Using OAuth for a simple command line script to access Google's data
22 January 2019
I needed to write a simple script to pull some data from a Google website. Since I was grabbing some private data, I needed authorize myself to do that. I found it much more work than I expected, not because it's hard, but because there wasn't much documentation there to guide me - I had to puzzle out what path to go based on lots of not particularly relevant documentation. So once I'd figured it out I decided to write a short account of what I'd done, partly in case I need to do this again, and partly to help anyone else who wants to do this.
I first did this back in 2015. A year or so later, it broke, and I didn't have the bandwidth to fix it. I finally did fix it in 2019. While the libraries I'd used had changed (for the better), the documentation was still rather lacking, so I updated this article.
First a disclaimer. This is what I figured out, it works for me, at the moment. I haven't done extensive research of whether this is the best way to do what I want (although it sure felt like extensive research while I was doing it). So bear that in mind. (And if you have better ways do let me know.)
I did all of this in Ruby, since that's my familiar scripting language. I also used Google's api library for Ruby. But much of the overall flow would be the same for other languages, so if you're operating outside of Ruby I think much of what I did would still be relevant. I'll try to describe what I'm doing in a language independent view as much as possible, in addition to the ruby examples.
I need access some private data on youtube. 1 Since it's private data, I need to authenticate to Google and set up the necessary authorization for the script so it can get at that private data. I want to run this script without any manual intervention, so I want whatever auth mechanism I use to be something that the script can access itself, at least once I've logged into my laptop.
1: This isn't exactly what I was trying to do, but since I'm focusing on the Oauth part of the problem, I've simplified the actual task as much as I can.

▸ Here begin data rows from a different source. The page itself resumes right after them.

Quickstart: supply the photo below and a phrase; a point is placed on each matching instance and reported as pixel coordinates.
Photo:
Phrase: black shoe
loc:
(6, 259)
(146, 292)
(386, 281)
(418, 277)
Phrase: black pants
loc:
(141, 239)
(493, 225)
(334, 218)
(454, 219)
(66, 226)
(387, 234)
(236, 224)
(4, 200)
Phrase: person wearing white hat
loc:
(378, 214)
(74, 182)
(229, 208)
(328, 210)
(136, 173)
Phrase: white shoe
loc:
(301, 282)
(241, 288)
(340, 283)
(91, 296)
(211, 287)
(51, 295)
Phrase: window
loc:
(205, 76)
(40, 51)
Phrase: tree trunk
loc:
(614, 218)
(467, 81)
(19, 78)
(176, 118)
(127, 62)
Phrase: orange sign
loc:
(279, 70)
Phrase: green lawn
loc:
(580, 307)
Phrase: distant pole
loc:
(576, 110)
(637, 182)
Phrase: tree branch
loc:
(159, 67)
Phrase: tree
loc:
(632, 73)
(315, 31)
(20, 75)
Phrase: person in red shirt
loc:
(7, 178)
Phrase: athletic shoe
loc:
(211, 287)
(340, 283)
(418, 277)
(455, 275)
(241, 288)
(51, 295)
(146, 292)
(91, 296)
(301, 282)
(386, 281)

Before I describe the successful path I followed, I should mention a path I took to a dead end. One of the things that made this simple exercise so tricky is that most of the documentation I read assumed I wanted to write a web-app that was guiding a browser. But I wanted a simple command line app (I guess because I'm old-fashioned that way) that didn't involve a browser. The first time I tried this I read through the Google guide to authentication and authorization and decided to use OAuth 2.0, as that seemed to be where Google wanted to go. Google then gave several scenarios for OAuth authorization, of which the natural (if complex) one to go for seemed to be Service Accounts. These support server-to-server access with authentication done via public/private key pair. I spent a good bit of time fiddling to get this to work and eventually was able to access google with it successfully, at which point I ran into a wall. With a service account, you effectively create a new user on Google. You then need some mechanism to allow that user to access your personal data. If you are running a domain on Google, there is a way to authorize service accounts to access your domain's data. However I could find no such mechanism for accessing data from a direct google account such as mine. Documentation implied you could do for some properties (such as analytics) but there was no general mechanism, such as one that would work for youtube data.

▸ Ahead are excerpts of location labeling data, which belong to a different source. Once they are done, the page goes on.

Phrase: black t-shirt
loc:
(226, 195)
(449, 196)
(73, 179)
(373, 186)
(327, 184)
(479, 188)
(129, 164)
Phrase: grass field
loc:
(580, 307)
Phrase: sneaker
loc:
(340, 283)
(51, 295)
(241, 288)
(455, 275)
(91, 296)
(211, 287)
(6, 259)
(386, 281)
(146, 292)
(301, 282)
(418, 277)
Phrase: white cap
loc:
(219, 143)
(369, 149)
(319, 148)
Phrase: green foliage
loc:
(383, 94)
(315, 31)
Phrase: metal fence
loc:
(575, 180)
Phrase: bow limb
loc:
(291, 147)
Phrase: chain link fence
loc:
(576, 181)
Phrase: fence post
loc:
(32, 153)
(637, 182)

When I tried again in 2019, I tried Service Accounts again. This time it seemed much easier to use them in the way I wanted to. I was able to make a call that I felt confident would work, but it kept failing. Eventually I found the line in the documentation that said that Service Accounts don't work with YouTube. It's always frustrating to spend many hours working out a solution and running into a hard wall like that, if this article does nothing more than save a few people from that effort, then it's worth writing.
Outline flow for authorization
The path that did work for me is based on what Google calls the OAuth 2.0 for Mobile and Desktop Apps, but one that I needed to adapt to ensure I could (mostly) do it without having to manually intervene or use a browser.

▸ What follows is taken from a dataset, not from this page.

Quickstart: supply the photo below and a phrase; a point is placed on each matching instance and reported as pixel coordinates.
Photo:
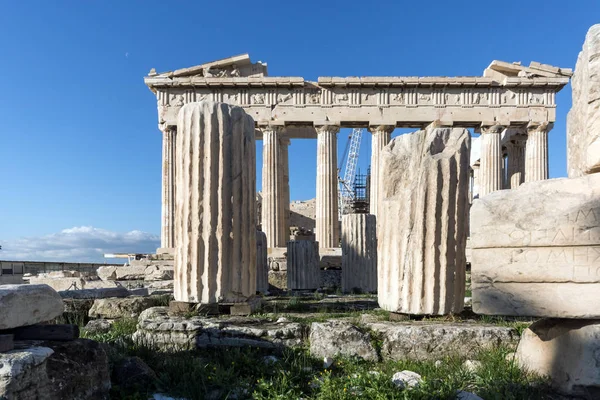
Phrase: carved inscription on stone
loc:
(536, 249)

To best explain how this works, I'll begin with a simple request to get that youtube listing. Whenever a script makes a request to get google data, you need to include an access token in your request. Google's docs show such an HTTP request like this.
GET /plus/v1/people/me HTTP/1.1 Authorization: Bearer 1/fFBGRNJru1FQd44AzqT3Zg Host: googleapis.com
The access token is just a random looking bunch of characters. It lasts for a short amount of time: roughly an hour. The access token is what the script needs to do its work, but that just leads to the question - how do you get an access token in the first place?
One way to get an access token is to have a different kind of token - a refresh token. Unlike access tokens, refresh tokens last for a long time. They only expire when they are revoked, they are superseded by later refresh tokens, or when Google has a hissy fit. I've been using the same one to access Google Analytics for several years. For our script's purpose a refresh token is just the job. Once I have a refresh token, I can store it in a safe place that the script can get to without manual intervention. I can then access the refresh token when I run the script, and as a first step use the refresh token to get a brand new access token. I then use the access token for the rest of the script run (providing my script doesn't run longer than the lifetime of an access token - and even Ruby isn't that slow).
Before I explain how to get the refresh token, there's one other thing about them. Each refresh token (and the access token they obtain) has a limited authorization scope - meaning you say what data they are allowed to access. I can create a refresh token that's only valid for reading my youtube data. If a bad guy were to get this token he could not read my calendar data, nor modify my youtube data. Having different tokens with different scopes helps me limit what I do with each token, which makes me a touch more secure (and less worried with how safely I store the tokens).
To get the refresh token, I do have to get a browser to log into google and authenticate itself as me. Like most people I have browser instances permanently logged into Google on my laptop, so that's no big deal. What I do is go to a google URL that's constructed in such a way to specify the authorization scope that I want. If I do that, while logged into my Google account, google will give me a one-time authorization code. I then take that code and visit another URL and google hands me the refresh token that I want. This is a manual step, but I only have to this rarely, so I'm fine with that.
Before all of this, there's a further thing I need to do - setup google to use APIs and allow access to the apps I want API access to reach. This also is a manual task, but I only need to do it once (unless Google has a really big hissy fit).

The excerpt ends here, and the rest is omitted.